Perhaps not every time, but managers need to follow up by “random audit” at least one time in ten.
He tells the story of a time when Hayashi went to report progress to Mr. Ohno, and Ohno followed up by asking Hayashi, “Did you go see for yourself?” Hayashi responded, “Yes” even though he had not and had only presented a report received from the gemba. Mr. Ohno said, “Let’s go to the gemba. Show me the real thing and explain it to me again.” From then on Hayashi always checked for himself and only reported to Mr. Ohno what he had personally seen and understood.
Asked how Toyota was coping with rapid international expansion and the need to develop thinking people, Hayashi provided insight:
Toyota does not have a goal. An increasing number of Toyota people from outside of Japan understand this, but this is something hard to get used to. They think that when a target is reached, they deserve a reward.
Hayashi likens it to Goldratt’s “Goal” in that it can never be reached.
Another recent development at Toyota that concerns Hayashi is the increase in the number of temporary or contract labor.

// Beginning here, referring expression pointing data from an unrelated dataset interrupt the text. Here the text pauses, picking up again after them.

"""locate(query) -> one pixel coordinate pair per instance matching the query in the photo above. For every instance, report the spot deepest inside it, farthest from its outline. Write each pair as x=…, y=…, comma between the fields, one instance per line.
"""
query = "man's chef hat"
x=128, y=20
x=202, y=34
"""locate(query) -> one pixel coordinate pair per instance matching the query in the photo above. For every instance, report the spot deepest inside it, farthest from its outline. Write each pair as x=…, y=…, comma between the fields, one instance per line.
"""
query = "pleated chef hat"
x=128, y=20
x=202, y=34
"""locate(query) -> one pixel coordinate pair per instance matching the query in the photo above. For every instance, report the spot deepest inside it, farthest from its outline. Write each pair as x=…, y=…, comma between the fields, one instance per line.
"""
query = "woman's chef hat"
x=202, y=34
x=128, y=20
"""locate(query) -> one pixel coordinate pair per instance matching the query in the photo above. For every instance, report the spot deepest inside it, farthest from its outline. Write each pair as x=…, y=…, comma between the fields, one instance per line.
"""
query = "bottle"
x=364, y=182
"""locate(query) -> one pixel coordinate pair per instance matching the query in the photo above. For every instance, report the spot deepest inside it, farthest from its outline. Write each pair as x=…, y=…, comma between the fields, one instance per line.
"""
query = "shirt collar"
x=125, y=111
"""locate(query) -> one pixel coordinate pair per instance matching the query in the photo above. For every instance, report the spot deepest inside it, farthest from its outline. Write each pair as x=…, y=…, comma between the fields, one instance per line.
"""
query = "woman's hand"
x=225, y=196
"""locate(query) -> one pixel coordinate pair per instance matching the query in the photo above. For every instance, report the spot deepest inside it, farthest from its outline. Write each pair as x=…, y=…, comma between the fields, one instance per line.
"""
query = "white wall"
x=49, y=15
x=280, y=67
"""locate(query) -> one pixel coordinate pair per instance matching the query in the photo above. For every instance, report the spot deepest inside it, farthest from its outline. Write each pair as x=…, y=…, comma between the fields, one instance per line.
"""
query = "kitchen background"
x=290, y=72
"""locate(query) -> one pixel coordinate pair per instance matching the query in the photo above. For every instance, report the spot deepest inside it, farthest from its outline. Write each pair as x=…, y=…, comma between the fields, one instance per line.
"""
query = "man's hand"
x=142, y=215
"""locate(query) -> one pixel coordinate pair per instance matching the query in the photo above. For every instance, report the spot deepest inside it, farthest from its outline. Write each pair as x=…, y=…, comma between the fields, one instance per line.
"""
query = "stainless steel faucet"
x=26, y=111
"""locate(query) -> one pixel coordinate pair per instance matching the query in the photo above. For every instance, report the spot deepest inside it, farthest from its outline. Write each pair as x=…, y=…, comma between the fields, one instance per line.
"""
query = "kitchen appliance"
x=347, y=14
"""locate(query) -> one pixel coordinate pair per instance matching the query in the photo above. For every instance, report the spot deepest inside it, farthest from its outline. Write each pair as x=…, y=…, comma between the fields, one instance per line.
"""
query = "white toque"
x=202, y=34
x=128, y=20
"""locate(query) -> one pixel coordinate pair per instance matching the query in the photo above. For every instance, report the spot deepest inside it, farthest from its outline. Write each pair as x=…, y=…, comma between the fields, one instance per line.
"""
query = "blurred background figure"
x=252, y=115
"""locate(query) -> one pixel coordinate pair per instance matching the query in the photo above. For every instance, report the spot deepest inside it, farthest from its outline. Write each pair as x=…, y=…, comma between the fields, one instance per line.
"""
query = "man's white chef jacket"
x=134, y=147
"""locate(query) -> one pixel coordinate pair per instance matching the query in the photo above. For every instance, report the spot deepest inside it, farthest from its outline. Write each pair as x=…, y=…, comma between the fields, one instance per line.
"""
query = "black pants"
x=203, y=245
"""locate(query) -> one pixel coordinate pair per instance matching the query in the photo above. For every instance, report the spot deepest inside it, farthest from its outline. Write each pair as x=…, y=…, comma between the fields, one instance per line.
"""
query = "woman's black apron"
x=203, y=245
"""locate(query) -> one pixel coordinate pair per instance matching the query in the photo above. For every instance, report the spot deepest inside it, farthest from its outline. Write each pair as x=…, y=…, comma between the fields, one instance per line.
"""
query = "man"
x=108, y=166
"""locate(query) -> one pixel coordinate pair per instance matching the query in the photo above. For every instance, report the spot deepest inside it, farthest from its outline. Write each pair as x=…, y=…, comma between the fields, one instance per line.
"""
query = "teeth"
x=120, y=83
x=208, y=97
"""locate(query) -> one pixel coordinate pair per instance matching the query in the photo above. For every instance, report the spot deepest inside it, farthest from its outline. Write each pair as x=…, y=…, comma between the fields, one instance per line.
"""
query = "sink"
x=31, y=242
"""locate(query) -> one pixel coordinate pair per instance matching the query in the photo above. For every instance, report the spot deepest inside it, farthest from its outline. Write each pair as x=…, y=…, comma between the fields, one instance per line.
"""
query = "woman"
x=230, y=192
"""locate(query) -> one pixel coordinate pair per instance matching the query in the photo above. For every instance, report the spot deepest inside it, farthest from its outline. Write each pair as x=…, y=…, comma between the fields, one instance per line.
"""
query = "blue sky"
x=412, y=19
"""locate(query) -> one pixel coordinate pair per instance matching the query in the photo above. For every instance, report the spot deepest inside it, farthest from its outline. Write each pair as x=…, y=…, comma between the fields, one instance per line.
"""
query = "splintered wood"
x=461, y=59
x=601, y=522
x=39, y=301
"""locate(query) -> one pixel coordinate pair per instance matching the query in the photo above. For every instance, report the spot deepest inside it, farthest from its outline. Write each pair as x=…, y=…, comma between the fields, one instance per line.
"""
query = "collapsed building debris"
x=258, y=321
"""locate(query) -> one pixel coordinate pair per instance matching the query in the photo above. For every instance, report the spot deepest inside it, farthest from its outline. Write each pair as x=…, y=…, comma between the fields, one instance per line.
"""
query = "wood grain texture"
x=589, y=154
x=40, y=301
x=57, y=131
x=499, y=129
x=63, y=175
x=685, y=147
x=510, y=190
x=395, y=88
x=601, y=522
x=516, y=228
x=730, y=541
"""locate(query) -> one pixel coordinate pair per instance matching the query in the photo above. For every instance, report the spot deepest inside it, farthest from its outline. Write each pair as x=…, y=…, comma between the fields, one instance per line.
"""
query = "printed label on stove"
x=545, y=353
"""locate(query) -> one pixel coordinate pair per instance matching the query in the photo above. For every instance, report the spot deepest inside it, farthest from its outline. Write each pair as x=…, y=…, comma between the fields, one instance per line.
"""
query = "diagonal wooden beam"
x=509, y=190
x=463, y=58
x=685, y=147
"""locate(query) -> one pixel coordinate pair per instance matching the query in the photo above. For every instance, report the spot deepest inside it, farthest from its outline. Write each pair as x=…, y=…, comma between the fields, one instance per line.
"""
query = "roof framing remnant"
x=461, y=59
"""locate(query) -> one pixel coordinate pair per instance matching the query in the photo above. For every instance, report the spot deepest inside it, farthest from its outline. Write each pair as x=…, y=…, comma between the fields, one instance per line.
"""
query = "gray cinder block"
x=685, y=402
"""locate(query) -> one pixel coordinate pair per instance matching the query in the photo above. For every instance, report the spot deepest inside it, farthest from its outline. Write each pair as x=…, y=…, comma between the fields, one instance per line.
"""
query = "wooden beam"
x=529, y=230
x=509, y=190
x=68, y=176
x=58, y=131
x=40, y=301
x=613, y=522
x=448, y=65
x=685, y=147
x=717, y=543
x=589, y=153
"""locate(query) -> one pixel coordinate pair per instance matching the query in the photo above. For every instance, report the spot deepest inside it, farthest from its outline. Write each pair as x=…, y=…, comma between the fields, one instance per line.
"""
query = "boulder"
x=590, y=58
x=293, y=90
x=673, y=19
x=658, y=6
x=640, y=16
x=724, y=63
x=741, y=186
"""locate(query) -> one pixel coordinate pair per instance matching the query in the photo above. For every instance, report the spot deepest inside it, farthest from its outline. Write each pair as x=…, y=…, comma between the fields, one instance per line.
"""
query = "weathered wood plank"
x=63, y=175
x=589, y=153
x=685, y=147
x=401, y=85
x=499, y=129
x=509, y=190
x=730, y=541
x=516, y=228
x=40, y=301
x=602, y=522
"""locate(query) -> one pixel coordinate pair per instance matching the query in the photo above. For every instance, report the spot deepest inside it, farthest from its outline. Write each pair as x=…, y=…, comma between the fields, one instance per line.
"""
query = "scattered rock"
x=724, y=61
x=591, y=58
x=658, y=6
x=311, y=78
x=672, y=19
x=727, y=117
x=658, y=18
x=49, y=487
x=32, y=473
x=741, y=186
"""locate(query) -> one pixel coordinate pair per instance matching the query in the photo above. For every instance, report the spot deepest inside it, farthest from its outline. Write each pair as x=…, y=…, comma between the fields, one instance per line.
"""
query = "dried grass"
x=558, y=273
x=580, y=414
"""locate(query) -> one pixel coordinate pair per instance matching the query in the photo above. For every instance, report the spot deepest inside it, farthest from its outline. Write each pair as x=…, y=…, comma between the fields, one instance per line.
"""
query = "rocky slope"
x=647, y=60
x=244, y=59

They (temporary or contract labor) are increasing because it is not possible to rapidly hire the people needed, but reducing cost by hiring people so we can pay them less money to do the same work is not kaizen.
Hayashi recognizes that there are both people who prefer to work as contractors in several jobs, and those people who are term employees who participate actively in QC circles. The important thing, he says, is to develop shop floor leaders who can bring together such a diverse group.
Compared to the past, has the gemba at Toyota become stronger or weaker? Hayashi says both are true. Toyota people have become better with computer skills, the development of technical skills and formal training. However the mental toughness and determination to do whatever it takes, when there is no people and no money and you just have to work through the night, is missing.
Hayashi is encouraged that very few people at Toyota think they are as good as they can be, and most recognize that a lot remains to be done. With a kaizen mind, ever looking at problems as opportunities, Hayashi says:
These last few years have been good ones for Toyota and the use of creativity rather than money to solve problems may have been weakened. Now that the economy is slowing down and investments are harder to make, I think this is a good opportunity.
Taiichi Ohno said, “Your wits don’t work until you feel the squeeze.” Mr. Hayashi sees the latest economic slowdown as just the squeeze Toyota needs to develop thinking people.